Dot, the autonomous drone that paints portraits and murals

You may have heard of plans to use drones to deliver packages and monitor wildlife or storms. But what about painting?

The idea behind the Dot drone originated in Paul Kry's lab at McGill University's School of Computer Science. The professor and some of his students joined forces to program small drones to create dot drawings, an artistic technique known as pointillism, which was very much in vogue in France in the late 1800s.

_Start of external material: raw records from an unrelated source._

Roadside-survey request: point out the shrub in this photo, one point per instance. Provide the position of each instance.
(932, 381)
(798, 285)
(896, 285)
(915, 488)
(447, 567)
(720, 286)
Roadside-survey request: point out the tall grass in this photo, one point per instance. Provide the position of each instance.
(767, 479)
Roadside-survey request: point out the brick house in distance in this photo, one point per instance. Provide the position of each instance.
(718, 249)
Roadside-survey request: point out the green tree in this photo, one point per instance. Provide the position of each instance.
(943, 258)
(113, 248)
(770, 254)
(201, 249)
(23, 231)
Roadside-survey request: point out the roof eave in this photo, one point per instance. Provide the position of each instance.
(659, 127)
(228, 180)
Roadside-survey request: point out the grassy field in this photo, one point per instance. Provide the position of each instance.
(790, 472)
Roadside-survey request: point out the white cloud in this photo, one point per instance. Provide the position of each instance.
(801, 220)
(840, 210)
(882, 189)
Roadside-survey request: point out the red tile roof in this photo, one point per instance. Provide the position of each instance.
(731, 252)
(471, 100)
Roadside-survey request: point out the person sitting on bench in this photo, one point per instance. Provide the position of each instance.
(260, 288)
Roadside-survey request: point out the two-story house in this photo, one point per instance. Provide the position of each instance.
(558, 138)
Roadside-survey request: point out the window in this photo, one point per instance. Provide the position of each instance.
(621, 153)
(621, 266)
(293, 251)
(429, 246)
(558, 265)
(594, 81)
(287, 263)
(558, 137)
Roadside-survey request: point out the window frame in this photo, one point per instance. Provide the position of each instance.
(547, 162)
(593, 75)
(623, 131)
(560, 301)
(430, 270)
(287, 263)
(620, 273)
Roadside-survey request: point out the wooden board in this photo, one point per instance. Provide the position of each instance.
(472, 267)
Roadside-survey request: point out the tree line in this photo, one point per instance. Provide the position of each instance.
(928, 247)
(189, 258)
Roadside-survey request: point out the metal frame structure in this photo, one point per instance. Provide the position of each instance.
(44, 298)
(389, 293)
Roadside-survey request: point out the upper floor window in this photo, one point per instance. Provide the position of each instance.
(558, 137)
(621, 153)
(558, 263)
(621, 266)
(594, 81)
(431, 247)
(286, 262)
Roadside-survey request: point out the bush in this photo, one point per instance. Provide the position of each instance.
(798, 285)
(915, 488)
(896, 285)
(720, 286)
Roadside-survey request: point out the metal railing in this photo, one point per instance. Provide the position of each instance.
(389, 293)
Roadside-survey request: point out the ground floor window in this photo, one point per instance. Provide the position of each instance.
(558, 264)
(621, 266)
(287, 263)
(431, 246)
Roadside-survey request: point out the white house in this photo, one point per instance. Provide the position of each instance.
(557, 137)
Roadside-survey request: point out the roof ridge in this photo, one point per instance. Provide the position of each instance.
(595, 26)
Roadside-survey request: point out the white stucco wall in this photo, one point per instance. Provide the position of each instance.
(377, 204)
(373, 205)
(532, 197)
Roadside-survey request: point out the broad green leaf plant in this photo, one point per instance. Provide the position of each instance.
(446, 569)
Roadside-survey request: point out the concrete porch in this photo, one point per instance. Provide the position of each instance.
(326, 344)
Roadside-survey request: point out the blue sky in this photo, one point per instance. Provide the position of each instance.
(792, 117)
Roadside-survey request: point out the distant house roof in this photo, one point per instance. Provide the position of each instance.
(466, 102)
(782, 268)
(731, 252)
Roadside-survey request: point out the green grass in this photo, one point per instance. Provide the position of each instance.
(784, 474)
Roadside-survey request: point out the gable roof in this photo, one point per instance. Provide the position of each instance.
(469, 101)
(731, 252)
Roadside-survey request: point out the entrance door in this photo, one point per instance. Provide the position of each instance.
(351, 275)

This is not just an exhibition, Professor Kry is keen to point out. Fine-tuning aerial robots, refilling them with ink precisely and efficiently, requires complex algorithms to plan flight paths and correct any positioning errors. Even very slight air currents can, in fact, throw these featherweight drones off course. The drones - so small they fit in the palm of your hand - are equipped with a miniature arm with an ink-soaked sponge tip. When the drones fly in front of the surface to be painted, internal sensors and a motion capture - movement tracking - system help them position themselves in the right places to use the ink.

Specializing in portraits

It's still an experimental technology with great room for improvement, but so far Professor Kry's team has managed to execute portraits of Alan Turing, Grace Kelly and Che Guevara, to name the best-known figures. Each drawing is made from a few hundred to a few thousand black dots of varying sizes.

Night flights

Professor Kry had this idea a few years ago to make the empty hallways and stairways leading to his lab more pleasant. "I thought it would be cool," Kry recalls, "to have drones that could paint portraits of famous computer scientists on the walls." So he bought a pair of tiny quadcopters online and gave the task of developing this summer project to a student in 2014 by taking advantage of an award offered by the Canadian government for undergraduate research. Two other students then took the reins of the project, working at night and into the early hours of the morning so that the artistic efforts of the drones would not be disturbed by the air turbulence created by other colleagues coming in and out of the lab .

Ambitious project

The design of this "artistic streak" drones, as mentioned, is still in its infancy, but Professor Kry has the "long view" and sees other scenarios that they are, of course, working on. They will, sooner or later, use larger drones to paint murals on hard-to-reach outdoor surfaces, including curved or uneven facades.